With regard to her mental impairments, Crumbley does not direct this Court's attention to any mental health treatment records from the relevant time period. Moreover, she reported to Dr. Pickholtz in September 2013 that she had "never experienced any clinical levels of depression," "has not experienced any anxiety complaints," was not taking psychiatric medications, and had never been hospitalized for psychiatric reasons. (Tr. 319.) Dr. Pickholtz concluded Crumbley's capacities for attention and concentration fell within the average range, and her persistence and speed did not reflect any impairment. (Tr. 323-324.) He further found her overall recall fell within the average range and her intellectual functioning fell "within the at least average range." (Tr. 322.)

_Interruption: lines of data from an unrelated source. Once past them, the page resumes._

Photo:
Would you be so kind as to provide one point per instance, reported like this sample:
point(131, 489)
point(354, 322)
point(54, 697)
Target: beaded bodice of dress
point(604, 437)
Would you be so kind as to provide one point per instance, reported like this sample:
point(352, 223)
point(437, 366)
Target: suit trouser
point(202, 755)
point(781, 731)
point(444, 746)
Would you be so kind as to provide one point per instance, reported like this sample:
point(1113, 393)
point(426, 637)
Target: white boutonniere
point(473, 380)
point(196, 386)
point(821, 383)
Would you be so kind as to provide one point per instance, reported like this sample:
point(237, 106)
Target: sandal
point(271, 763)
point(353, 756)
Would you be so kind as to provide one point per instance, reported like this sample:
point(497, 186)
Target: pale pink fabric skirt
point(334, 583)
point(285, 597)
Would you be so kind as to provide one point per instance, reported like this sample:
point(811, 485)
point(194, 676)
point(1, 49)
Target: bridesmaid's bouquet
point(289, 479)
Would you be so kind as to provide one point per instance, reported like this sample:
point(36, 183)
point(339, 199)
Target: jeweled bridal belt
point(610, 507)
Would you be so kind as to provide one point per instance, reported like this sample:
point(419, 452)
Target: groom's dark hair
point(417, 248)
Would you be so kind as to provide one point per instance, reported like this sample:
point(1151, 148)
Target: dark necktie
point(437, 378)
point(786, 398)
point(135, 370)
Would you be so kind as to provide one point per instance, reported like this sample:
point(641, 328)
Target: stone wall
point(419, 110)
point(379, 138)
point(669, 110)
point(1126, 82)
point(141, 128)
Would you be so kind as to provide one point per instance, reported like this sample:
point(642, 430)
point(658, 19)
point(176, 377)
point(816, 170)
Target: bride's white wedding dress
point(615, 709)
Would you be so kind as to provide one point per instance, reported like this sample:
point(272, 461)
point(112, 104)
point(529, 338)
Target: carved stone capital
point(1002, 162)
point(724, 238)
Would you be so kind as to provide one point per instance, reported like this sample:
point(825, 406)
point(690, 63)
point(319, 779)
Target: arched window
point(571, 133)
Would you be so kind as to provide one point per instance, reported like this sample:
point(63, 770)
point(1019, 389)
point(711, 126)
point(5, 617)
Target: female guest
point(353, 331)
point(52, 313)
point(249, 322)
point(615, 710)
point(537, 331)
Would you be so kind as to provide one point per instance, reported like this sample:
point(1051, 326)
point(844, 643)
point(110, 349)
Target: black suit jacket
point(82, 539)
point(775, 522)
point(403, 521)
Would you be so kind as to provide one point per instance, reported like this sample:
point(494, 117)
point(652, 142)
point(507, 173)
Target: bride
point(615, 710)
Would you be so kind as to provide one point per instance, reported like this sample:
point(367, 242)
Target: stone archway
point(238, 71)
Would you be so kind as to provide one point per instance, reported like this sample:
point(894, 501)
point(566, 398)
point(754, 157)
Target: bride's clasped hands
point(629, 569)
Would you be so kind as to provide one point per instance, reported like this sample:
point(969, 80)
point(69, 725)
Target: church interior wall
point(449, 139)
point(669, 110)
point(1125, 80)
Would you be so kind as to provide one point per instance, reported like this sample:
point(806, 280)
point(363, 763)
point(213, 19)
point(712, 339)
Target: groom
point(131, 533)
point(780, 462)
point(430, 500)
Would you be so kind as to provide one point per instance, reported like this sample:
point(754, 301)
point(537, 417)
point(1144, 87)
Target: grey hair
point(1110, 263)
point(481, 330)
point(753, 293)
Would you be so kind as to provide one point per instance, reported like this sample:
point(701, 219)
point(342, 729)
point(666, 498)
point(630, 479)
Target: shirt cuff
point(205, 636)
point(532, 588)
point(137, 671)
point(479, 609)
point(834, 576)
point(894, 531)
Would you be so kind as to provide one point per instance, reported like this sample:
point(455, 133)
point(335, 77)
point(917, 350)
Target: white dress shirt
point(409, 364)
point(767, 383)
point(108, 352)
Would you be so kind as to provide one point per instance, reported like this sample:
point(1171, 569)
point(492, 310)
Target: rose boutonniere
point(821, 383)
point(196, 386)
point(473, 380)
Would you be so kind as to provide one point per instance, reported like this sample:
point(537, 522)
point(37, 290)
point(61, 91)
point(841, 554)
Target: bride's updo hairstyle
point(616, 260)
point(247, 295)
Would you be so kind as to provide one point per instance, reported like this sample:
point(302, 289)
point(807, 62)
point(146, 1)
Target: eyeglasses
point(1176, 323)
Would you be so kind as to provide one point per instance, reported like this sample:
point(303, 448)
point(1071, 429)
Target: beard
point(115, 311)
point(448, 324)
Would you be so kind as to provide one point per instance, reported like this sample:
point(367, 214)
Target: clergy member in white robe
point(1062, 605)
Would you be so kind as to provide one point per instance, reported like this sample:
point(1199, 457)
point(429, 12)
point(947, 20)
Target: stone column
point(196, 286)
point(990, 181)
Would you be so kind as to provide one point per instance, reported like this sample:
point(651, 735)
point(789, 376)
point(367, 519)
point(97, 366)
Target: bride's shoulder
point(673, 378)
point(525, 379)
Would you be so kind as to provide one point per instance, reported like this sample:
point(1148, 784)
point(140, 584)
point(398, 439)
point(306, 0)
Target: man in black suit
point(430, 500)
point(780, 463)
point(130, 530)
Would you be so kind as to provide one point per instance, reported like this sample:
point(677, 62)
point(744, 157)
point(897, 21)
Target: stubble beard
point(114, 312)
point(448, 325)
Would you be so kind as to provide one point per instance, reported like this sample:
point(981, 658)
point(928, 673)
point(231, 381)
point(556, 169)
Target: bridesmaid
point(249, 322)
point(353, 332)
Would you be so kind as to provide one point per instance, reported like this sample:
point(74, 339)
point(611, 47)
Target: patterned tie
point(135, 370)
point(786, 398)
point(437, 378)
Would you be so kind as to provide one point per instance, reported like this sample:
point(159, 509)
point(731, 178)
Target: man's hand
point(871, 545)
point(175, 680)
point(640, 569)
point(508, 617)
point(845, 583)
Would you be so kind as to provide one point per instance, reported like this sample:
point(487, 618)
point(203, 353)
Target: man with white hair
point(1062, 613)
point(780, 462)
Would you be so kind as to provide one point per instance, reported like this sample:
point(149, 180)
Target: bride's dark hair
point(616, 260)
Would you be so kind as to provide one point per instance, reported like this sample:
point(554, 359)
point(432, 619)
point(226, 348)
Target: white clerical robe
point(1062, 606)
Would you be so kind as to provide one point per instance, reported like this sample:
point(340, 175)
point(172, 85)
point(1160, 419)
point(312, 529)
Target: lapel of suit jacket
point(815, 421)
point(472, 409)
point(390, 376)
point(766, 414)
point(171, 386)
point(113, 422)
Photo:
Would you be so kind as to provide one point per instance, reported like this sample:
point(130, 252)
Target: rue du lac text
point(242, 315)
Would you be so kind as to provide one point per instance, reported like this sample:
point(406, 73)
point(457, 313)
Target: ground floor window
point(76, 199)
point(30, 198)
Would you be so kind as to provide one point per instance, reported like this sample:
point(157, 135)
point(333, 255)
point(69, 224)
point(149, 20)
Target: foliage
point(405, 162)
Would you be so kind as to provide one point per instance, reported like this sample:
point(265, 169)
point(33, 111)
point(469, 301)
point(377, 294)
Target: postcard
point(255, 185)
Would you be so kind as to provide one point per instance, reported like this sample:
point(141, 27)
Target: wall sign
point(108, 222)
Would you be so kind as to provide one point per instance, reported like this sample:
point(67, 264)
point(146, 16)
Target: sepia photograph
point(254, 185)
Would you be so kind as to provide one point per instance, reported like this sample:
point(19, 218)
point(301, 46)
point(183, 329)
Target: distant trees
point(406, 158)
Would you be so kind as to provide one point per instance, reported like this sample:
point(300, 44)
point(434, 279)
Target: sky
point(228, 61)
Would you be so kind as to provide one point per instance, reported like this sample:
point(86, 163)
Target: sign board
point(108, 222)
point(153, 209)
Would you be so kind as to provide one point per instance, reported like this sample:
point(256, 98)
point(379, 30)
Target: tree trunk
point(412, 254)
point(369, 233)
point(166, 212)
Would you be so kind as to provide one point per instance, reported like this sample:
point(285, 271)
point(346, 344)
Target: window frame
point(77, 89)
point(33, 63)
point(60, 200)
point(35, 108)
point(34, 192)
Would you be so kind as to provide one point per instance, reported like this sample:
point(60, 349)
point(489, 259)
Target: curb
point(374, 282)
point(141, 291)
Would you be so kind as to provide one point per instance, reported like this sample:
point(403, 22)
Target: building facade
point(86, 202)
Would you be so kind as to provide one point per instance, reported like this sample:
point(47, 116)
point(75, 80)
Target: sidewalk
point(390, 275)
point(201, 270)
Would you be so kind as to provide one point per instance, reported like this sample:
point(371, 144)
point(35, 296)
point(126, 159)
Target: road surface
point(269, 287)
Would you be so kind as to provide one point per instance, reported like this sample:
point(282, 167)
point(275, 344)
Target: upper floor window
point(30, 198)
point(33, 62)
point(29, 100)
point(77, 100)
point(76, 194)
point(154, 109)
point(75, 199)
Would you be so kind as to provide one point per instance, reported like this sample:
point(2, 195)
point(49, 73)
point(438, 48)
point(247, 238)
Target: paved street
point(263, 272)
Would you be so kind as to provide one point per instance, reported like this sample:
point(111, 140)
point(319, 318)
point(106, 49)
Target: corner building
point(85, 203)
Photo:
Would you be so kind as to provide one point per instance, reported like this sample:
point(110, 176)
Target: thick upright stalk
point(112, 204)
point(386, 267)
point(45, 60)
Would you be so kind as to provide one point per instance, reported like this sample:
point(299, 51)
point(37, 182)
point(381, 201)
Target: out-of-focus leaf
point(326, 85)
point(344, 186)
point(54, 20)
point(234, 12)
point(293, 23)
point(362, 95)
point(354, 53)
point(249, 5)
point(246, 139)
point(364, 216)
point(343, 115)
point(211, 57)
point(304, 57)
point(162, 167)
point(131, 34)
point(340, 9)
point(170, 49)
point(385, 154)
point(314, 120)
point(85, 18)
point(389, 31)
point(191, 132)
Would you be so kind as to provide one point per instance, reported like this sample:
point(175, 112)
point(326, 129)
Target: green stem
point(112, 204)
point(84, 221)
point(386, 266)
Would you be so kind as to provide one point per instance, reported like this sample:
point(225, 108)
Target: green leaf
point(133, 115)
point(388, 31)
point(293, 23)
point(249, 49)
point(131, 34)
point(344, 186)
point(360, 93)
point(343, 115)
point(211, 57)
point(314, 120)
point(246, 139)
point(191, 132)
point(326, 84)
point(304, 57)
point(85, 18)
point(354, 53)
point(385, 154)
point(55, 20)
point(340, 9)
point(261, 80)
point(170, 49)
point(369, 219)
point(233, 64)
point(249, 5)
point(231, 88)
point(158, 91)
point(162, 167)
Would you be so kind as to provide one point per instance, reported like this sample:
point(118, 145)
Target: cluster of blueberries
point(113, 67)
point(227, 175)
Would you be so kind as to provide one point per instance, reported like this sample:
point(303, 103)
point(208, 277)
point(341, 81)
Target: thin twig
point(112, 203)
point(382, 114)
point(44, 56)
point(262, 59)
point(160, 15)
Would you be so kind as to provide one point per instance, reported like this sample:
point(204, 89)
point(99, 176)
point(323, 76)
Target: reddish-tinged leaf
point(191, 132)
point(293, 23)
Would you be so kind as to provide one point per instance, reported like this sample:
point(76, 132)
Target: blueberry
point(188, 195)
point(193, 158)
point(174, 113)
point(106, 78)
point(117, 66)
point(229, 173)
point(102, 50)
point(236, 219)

While treatment records reflect Crumbley occasionally complained of memory difficulties and loss of concentration and focus, the ALJ correctly noted the many normal mental status examination findings in the record as well. For example, in April 2014, neurologist Dr. Kim concluded Crumbley's neurologic exam was "largely normal." (Tr. 651.) Later, in June 2014, neurologist Dr. Pillai noted normal mental status examination findings. (Tr. 663.) He found Crumbley's cognitive changes were "likely related to stress/sleep and pain related factors" and "unrelated to neurodegenerative etiology." (Id.) Moreover, the ALJ properly rejected Dr. Conomy's opinion for the reasons set forth supra.

In sum, the Court finds Crumbley has failed to demonstrate additional limitations relating to her degenerative disc disease and/or mental impairments are warranted or otherwise show the RFC is not supported by substantial evidence. Crumbley's assignment of error is without merit.

VII. CONCLUSION

For the foregoing reasons, the Magistrate Judge recommends that the Commissioner's final decision be AFFIRMED.

s/Jonathan D . Greenberg


Jonathan D. Greenberg


United States Magistrate Judge Date: August 20, 2018

OBJECTIONS

Any objections to this Report and Recommendation must be filed with the Clerk of Court within fourteen (14) days after the party objecting has been served with a copy of this Report and Recommendation. 28 U.S.C. § 636(b)(1). Failure to file objections within the specified time may waive the right to appeal the District Court's order. See United States v. Walters , 638 F.2d 947 (6th Cir. 1981); Thomas v. Arn , 474 U.S. 140 (1985), reh'g denied , 474 U.S. 1111 (1986).